Desmond, who attended yesterday's hearing, seeks a retraction, apology, attorney's fees and monetary or other relief the court deems appropriate.
Locke was also in the courthouse yesterday, sitting next to John Drescher, the executive editor for the N&O. Locke's lawyer Hugh Stevens focused his argument on the high bar needed to prove actual malice, requiring Desmond not only to show that Locke published inaccuracies, but that she did so willfully.
"When we are talking about what the government does with our money and in our name," he said, "speech protected by the First Amendment is essential to our whole democratic system."
The case exposes the fallout that can emanate from a libel lawsuit—even one that is ultimately settled. Desmond won a motion to compel the N&O to hand over a bevy of email messages that Locke exchanged with colleagues and sources. Some of the email messages contain casual language clearly not intended for outside consumption. (A colleague, for example, said in an email to Locke, "I want you to compel our readers to gather pitchforks and torches.") The suit has also exposed the identity of one of Locke's confidential sources, an ex-FBI firearms analyst from Virginia.

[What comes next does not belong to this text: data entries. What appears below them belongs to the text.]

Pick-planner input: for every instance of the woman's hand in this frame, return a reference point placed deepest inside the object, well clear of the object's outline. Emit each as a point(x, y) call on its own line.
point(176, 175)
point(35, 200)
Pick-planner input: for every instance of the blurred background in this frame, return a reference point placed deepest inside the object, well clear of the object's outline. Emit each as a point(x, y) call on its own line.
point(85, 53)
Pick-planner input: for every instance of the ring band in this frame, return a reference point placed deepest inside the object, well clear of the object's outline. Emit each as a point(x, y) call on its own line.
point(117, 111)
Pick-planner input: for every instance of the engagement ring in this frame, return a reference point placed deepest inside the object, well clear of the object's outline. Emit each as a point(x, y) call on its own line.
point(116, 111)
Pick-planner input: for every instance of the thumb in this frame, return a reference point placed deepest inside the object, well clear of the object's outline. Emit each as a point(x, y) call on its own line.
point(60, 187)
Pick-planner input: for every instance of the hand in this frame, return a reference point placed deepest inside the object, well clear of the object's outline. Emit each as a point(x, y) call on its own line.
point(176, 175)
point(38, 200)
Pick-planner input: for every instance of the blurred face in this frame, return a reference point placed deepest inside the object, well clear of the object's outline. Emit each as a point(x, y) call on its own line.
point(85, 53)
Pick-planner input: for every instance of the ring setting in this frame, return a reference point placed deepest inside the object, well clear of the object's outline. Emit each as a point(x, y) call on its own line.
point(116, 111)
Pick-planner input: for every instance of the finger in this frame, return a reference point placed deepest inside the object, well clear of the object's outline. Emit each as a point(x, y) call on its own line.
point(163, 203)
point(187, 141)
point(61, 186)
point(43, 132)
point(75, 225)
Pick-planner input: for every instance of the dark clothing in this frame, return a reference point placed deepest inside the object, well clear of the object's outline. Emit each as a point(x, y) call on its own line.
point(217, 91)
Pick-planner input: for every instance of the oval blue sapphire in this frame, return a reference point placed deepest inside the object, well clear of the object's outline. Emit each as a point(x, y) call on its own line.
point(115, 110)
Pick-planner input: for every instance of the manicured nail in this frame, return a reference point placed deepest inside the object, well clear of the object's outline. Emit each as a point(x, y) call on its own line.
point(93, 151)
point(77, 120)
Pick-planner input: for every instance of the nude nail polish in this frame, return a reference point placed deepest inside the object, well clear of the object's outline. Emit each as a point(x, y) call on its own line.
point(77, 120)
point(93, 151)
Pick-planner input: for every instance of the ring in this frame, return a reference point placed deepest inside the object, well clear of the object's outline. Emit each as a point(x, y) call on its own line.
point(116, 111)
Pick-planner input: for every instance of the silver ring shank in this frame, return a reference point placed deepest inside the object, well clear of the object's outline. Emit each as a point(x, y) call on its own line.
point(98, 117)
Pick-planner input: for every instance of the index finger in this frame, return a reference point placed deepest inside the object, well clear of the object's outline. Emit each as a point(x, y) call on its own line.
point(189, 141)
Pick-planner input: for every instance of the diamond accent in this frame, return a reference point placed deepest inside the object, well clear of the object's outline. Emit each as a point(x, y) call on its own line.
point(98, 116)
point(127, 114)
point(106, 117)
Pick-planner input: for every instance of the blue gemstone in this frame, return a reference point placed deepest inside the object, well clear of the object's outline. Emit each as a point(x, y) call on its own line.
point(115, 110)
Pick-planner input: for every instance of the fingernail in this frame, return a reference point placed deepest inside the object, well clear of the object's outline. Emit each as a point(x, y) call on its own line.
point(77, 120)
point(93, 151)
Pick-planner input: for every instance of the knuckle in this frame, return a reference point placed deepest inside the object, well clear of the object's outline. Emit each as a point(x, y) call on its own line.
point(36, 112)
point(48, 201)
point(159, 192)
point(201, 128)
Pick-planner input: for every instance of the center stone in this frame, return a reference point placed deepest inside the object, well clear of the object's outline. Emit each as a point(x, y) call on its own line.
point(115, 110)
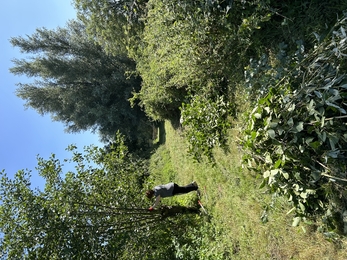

Locke's article centered on a 2006 criminal case in Pitt County. The previous year, a 10-year-old boy from the small town of Ayden was fatally struck by a bullet during a street fight. A man named Jemaul Green, who was charged with murder, claimed that he shot a bullet into the air in response to a nearby gunman who shot first. Two usable bullet fragments were recovered from the scene. Desmond analyzed the bullets' impressions, which are made as the projectiles travel through the barrel. During the trial, she testified that the bullets came from the same make and model of gun.
"I am with absolute certainty saying it's a 9 millimeter High Point firearm," Desmond testified outside the presence of the jury. When the jury returned, she confirmed that the two markings were consistent with the same type of gun. Green was convicted for second-degree murder and sentenced to 23 years in prison.
After the trial, a lawyer involved in the case, who later became Locke's source, asked a former FBI analyst to take a close-up photograph of the two bullets in question, end-to-end. In that photo, it appeared the impressions were inconsistent with each other.
Locke began to investigate; she contends she spent hundreds of hours studying scientific reports and articles on firearm and toolmark analysis, reviewed court records of cases involving firearm and toolmark evidence and testimony, and interviewed critical scientists and lawyers, as well as SBI personnel, including Desmond. She also attended a lecture by a former FBI metallurgist and read a report by the National Academies concluding that the basic premises of firearm toolmark identification weren't scientifically established.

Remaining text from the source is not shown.